Papai, pesquei um sonho!

Não brinque com os sonhos de uma criança. É meio brega dizer que eles são as sementes do futuro, mas é a mais pura verdade.

De duas coisas me lembro muito bem: eu adorava pescar e ler livros. Na minha cabeça, as duas eram muito heróicas. Heróicas? Sim, heróicas. Entre páginas, eu podia viver mil mundos diferentes, e ser a protagonista de todos eles, geralmente alguma guerreira élfica ou uma arqueira espiã. Nada mais que fantasias e sonhos delirantes. O mais perto que eu estaria de realizá-los seria na ponta de um lápis. Mas a pescaria? Ah, essa não precisava de imaginação. Não é uma atividade tranquila como a maioria pensa. Podem ser horas de espera paciente recompensadas em alguns segundos de viva adrenalina. É você ou o peixe, numa luta épica de caça e caçador. Acredite: é viciante! Uma coisa especial sobre minhas pescarias, era o meu momento com papai. Ele sempre estava do meu lado e tínhamos longas horas da companhia um do outro, muitas vezes em silêncio. Era a melhor parte.

Só que eu precisei provar minha paixão pela pesca antes. E é essa história que eu quero contar. Eu devia ter uns 9 anos. A mais velha de um bando de projetinhos de gente, que incluia meu irmãozinho. Nas férias costumávamos ir para a casa de interior de uma das meninas, onde tinha nada mais, nada menos que um lago cheio de peixes. Um dia, concluímos: queríamos pescar. Não ter vara, linha ou isca, era coisa pouca aos nossos olhos. Fizemos uma rapa no condomínio. No bosque conseguimos um galho enorme e grosso. Flexibilidade? Que nada! Precisava era de comprimento e ser forte o suficiente para não quebrar. Uma pipa caída em algum canto nos emprestou sua linha e uma vizinha, o anzol. A isca foi as sobras do café da manhã, cedidas com um sorriso condescendente.

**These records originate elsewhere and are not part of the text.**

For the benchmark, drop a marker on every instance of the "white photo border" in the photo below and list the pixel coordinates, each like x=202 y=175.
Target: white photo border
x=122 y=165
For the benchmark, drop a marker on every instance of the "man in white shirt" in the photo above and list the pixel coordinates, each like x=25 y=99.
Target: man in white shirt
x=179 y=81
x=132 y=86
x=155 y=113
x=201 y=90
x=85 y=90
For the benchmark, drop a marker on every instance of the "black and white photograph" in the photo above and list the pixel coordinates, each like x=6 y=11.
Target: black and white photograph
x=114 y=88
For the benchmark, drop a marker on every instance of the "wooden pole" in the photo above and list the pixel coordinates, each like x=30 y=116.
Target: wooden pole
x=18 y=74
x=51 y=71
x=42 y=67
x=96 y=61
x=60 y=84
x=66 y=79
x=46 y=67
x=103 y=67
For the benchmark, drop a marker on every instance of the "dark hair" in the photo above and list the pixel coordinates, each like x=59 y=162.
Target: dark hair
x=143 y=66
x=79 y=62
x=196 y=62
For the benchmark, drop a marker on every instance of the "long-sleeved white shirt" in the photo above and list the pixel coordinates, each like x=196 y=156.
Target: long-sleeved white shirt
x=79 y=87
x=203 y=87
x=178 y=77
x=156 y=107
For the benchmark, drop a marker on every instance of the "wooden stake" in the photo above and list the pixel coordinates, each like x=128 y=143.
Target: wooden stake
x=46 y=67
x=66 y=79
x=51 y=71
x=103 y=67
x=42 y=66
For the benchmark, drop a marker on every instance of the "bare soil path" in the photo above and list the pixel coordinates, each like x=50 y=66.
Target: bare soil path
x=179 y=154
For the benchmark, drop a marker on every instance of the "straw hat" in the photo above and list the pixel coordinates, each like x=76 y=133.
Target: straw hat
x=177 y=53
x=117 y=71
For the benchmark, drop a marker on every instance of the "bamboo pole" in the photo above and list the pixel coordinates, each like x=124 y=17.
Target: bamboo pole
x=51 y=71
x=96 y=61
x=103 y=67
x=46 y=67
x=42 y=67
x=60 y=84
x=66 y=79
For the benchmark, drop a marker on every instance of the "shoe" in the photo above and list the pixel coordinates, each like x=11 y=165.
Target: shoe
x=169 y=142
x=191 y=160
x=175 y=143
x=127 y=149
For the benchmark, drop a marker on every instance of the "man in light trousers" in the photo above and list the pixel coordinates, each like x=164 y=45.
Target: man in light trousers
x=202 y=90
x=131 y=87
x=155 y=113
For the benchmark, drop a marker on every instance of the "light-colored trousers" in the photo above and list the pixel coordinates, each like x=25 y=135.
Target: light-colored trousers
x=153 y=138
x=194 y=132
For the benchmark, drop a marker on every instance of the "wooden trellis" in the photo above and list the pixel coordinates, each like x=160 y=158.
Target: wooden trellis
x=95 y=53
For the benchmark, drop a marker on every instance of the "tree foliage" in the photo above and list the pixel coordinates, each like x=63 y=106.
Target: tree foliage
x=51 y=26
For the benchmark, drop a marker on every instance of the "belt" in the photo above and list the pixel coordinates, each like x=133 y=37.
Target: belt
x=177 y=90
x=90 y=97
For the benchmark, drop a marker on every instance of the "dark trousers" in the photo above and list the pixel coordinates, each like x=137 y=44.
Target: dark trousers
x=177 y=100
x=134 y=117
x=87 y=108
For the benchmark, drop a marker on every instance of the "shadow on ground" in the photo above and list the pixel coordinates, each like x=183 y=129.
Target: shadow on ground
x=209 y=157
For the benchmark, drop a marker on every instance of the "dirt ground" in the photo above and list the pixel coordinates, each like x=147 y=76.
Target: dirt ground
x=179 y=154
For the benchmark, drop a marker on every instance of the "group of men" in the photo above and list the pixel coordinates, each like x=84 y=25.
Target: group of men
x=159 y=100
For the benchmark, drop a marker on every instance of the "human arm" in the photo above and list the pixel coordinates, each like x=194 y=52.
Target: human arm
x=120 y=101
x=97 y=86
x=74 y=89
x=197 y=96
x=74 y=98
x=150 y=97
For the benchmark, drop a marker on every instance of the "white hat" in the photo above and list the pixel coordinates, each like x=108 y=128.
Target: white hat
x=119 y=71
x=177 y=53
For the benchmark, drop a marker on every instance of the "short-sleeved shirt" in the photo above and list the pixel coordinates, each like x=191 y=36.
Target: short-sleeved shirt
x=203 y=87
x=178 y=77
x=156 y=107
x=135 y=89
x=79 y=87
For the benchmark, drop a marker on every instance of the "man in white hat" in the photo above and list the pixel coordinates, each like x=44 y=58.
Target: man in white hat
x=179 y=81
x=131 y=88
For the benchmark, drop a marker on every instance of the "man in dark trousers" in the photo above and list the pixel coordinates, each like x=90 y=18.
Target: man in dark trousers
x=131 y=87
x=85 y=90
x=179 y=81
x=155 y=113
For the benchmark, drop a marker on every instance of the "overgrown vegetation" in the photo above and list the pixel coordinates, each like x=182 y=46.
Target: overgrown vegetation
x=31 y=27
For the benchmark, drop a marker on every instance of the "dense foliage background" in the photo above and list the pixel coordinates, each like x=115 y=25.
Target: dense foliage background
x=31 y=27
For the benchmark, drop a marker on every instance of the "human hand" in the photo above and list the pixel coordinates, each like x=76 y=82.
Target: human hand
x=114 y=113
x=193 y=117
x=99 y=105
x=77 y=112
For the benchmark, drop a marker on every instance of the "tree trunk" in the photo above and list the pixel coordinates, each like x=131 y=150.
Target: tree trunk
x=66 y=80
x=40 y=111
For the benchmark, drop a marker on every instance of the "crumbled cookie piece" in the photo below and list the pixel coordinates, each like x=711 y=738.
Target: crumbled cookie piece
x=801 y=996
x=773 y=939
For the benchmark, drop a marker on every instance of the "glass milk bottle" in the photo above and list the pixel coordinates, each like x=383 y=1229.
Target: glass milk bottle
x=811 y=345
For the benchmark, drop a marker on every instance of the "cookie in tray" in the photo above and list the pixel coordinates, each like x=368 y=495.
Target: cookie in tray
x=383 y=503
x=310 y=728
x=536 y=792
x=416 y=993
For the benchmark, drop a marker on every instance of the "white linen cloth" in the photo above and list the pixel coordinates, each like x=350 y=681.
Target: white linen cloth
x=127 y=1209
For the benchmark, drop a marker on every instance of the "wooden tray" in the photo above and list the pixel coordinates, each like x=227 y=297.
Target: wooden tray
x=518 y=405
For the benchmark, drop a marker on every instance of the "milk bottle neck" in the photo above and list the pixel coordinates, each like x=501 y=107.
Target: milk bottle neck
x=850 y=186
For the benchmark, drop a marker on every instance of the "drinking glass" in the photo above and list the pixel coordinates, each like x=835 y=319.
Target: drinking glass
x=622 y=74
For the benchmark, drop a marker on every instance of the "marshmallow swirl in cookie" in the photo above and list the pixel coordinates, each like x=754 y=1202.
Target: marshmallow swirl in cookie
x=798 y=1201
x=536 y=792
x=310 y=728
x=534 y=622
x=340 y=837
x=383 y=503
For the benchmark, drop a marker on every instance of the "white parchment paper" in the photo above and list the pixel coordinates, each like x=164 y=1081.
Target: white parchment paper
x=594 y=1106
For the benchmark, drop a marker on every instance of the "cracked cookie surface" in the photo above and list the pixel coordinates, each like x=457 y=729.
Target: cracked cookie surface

Eram umas 10h da manhã, quando os pescadores profissionais, com varas chiques e iscas de ponta, viram um bando de pirralhos subindo a colina carregando o pedaço de uma árvore e linha de pipa. Nos instalamos num ponto favorável e lançamos nossa isca. Por longas horas perseveramos ali. O almoço veio e passou. Metade do grupo desistiu e foi se pendurar nas árvores de jabuticaba. Eu fiquei ali. Junto com uma amiga de nome peculiar, Estrela. Nos revezavamos na “vara” e no pão velho que nos alimentou mais do que aos peixes. Foi quando o esperado inesperado aconteceu. Estava de cabeça baixa, curtindo minha decepção infantil, quando eu escuto o grito desesperado da Estrela:” Alguém me ajuda!!!”.

Como num passe de mágica, todas as outras crianças brotaram das redondezas e corremos para lutar pelo nosso prêmio. Eram cinco pitocos de gente, quase caindo na água, agarrados num galho de 8 cm de grossura tentando puxar um peixe de dois quilos. E gritando. Muito.

Era um belo tambaqui. Puxamos o bicho pra fora da água, mas não conseguimos tirar o anzol de dentro dele. E o desespero. Foi o bando correr atrás de um dos pescadores de verdade com o peixe moribundo melequento na mão. Ainda bem que ele salvou o peixe e o devolveu para a água, ou a nossa pescaria teria sido um pouco mais trágica.

A melhor parte foi a cara dos outros pescadores. E dos nossos pais. Incredulidade (mais um pouco de inveja, talvez?) dos primeiros e incredulidade com orgulho, dos últimos. Para nós? Pleno contentamento.

Não sei como foi para os outros, mas para mim foi uma experiência ímpar. Tão única que, logo pisei em casa, peguei o lápis e o papel. Minha primeira história. Uma menininha de cabelos negros narrando sua saga. Para completar, passei para o computador (ainda era aqueles de tubo) e peguei uma foto da internet de um tambaqui. Imprimi e fazia questão de mostrar para todos que iam nos visitar. Afinal, era a realização do meu sonho de ser protagonista de uma grande aventura.

Foi a primeira de muitas pescarias e também o começo do meu gosto por escrever. Gosto que nunca perdi, como o leitor pode perceber. Não só curto, como é o que molda meu futuro. Mas não pensava nisso na primeira vez. Acho que toda criança é uma caixinha de possibilidades e que os sonhos são o combustível que as move. Bem melhor do que brincar com os sonhos de uma criança, é brincar com a criança de sonhar.